Люцифер морщится и трогает бок. Когда он убирает руку, на ней кровь, густая и такая тёмная, что почти фиолетовая.
— Вряд ли. За многие столетия у меня был миллион детей, и все они похожи на Мейсона. Даже когда я заводил их от хороших, умных, добрых женщин, они всегда выходили одними и теми же. И нет, никто из них не является нефилимом. Не то, что ты. Каким бы ни был дефект в моей крови, который производит таких маленьких ублюдков, он также делает моих отпрысков людьми. Могущественными людьми, но не более чем безумными жестокими маленькими Калигулами. Они больше похожи на то, каким рисует меня Церковь, чем я сам. Разве не смешно.
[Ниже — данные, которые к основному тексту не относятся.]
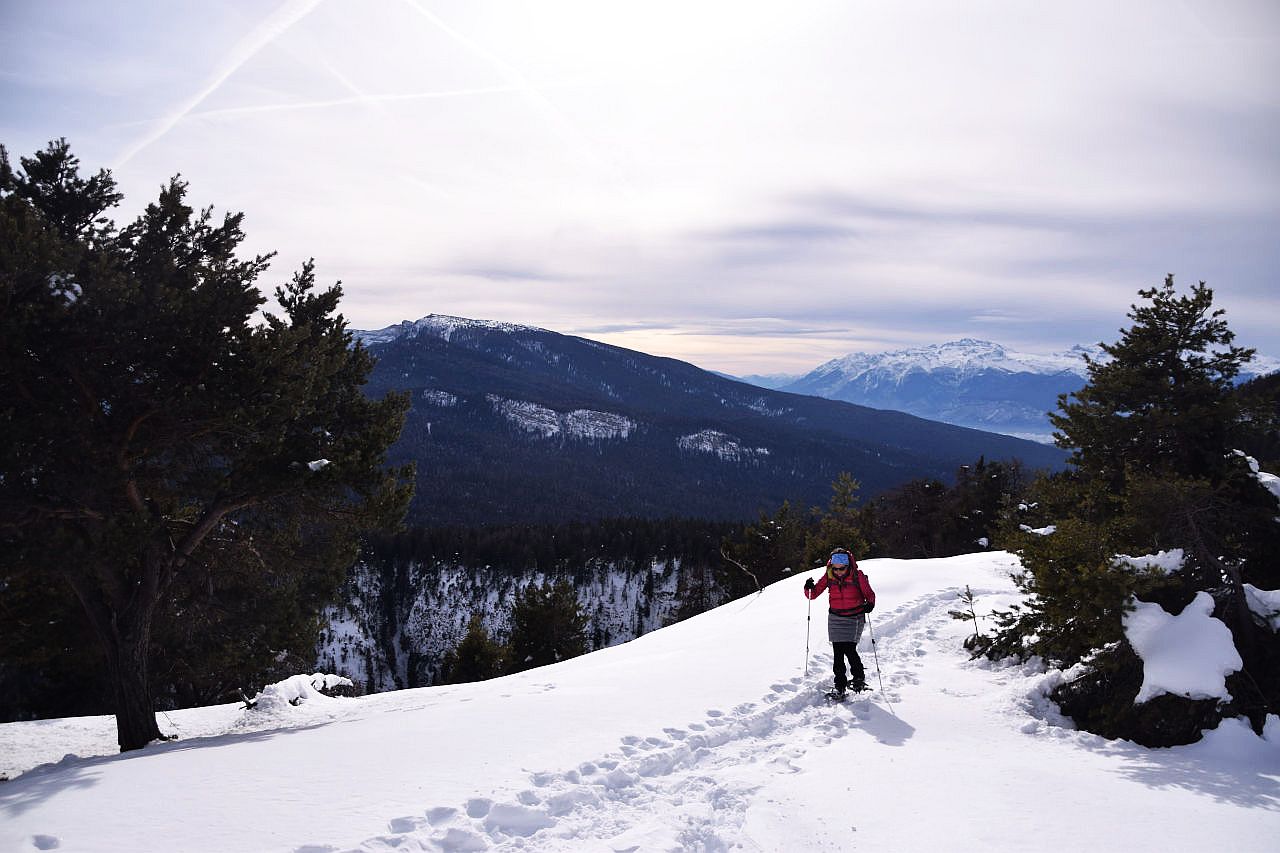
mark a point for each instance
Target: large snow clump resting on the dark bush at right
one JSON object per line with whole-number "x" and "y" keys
{"x": 1188, "y": 655}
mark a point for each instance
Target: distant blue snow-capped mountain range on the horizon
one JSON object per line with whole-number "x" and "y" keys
{"x": 970, "y": 384}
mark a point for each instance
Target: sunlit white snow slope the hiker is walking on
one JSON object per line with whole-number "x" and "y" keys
{"x": 707, "y": 736}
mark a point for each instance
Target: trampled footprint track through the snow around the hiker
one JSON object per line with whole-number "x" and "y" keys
{"x": 689, "y": 787}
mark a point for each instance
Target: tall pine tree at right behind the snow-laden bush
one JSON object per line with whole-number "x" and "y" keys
{"x": 1154, "y": 468}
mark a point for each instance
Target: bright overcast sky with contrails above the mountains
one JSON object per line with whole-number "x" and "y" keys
{"x": 753, "y": 188}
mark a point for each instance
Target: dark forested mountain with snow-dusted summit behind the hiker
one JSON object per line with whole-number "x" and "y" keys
{"x": 513, "y": 423}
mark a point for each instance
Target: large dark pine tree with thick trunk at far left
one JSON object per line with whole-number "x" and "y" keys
{"x": 156, "y": 432}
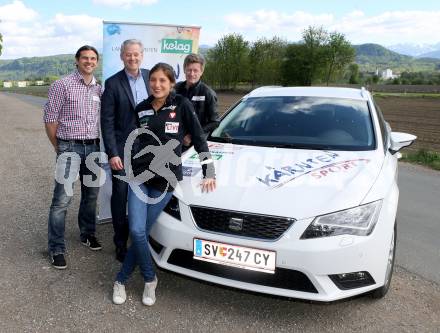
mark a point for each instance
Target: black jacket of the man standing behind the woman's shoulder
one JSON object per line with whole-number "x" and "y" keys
{"x": 204, "y": 100}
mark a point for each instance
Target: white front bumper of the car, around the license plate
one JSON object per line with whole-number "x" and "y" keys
{"x": 303, "y": 267}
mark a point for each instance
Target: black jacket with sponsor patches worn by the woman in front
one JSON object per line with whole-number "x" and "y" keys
{"x": 171, "y": 122}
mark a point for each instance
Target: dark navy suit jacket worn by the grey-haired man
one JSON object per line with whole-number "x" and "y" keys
{"x": 118, "y": 118}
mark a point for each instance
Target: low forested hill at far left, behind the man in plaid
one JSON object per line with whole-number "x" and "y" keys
{"x": 39, "y": 67}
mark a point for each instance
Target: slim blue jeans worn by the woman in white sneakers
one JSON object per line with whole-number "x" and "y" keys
{"x": 141, "y": 218}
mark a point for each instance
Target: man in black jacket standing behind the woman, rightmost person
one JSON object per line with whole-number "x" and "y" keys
{"x": 201, "y": 95}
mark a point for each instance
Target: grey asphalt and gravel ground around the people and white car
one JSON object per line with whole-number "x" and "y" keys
{"x": 36, "y": 298}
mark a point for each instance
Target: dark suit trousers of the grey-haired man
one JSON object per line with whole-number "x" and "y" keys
{"x": 119, "y": 210}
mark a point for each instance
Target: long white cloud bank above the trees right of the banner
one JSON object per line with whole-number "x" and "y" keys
{"x": 386, "y": 28}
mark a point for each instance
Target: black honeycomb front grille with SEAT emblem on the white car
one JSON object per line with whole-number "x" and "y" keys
{"x": 240, "y": 224}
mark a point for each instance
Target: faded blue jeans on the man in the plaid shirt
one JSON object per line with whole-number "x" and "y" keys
{"x": 69, "y": 168}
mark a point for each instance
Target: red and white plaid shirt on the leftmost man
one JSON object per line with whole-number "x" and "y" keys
{"x": 75, "y": 106}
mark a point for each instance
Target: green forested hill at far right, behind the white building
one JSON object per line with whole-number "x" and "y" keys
{"x": 374, "y": 56}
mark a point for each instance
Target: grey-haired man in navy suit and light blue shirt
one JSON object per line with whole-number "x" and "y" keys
{"x": 123, "y": 91}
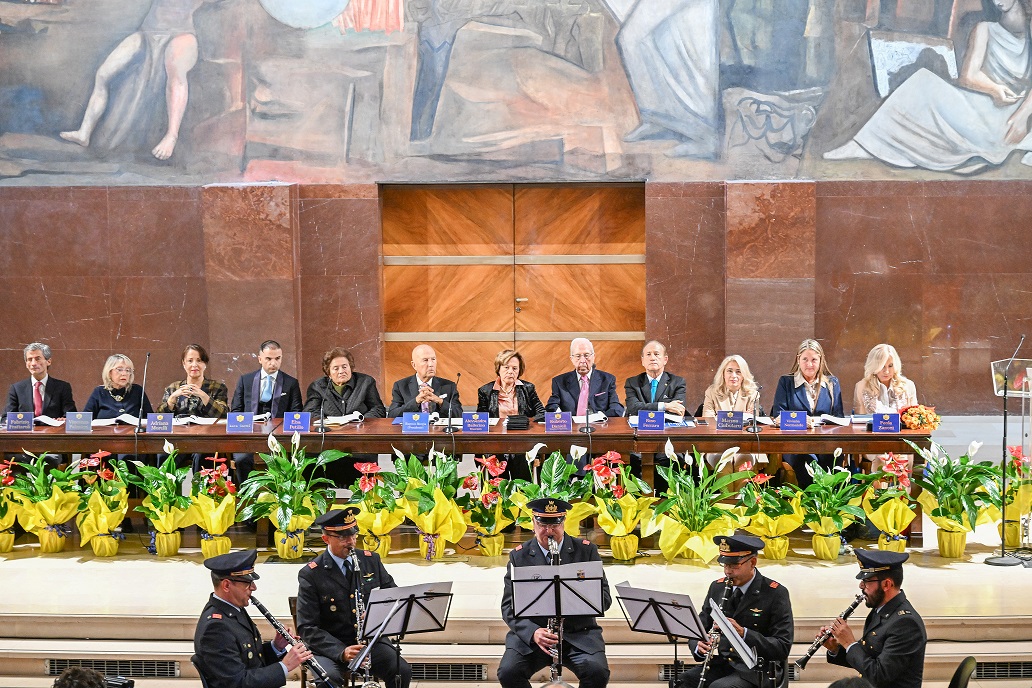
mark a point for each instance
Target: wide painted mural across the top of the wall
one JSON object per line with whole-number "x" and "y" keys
{"x": 222, "y": 91}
Я хотел бы сохранить транзит власти в семье, но никто из них никогда не был достоен занять трон. Это поистине унизительно. Я был любимцем Господа. Большим, чем Гавриил, Михаил, Рафаэль, и даже твой отец. Но не смог произвести на свет ни единого наследника, который не был бы жалким коварным куском человеческих экскрементов.
— На самом деле ты просишь меня прибрать за тобой.
— Нет. Я отправляюсь домой, чтобы прибраться за собой. Я даю тебе шанс спасти твой мир.
— Этот не мой мир, как и не твой. Я изменился, и всё стало другим. Нет ничего твёрдого. Весь мир — это частички света. Случайные узелки, вибрирующие на длинных струнах бытия. Светлячки в банке. Кому это может нравиться?
Я почти хочу сигарету. Старк кричит у меня в голове. Мне приходится сосредоточиться, чтобы держать его запертым в темноте.
— Я всё больше и больше думаю о Митре. Я решил бы проблемы каждого, выпустив первый огонь и спалив дотла всю Вселенную.
— Помнишь, я пытался сделать это с Небесами? Поговори со своим отцом, прежде чем сделать что-нибудь опрометчивое. Если только не хочешь быть в точности как Мейсон.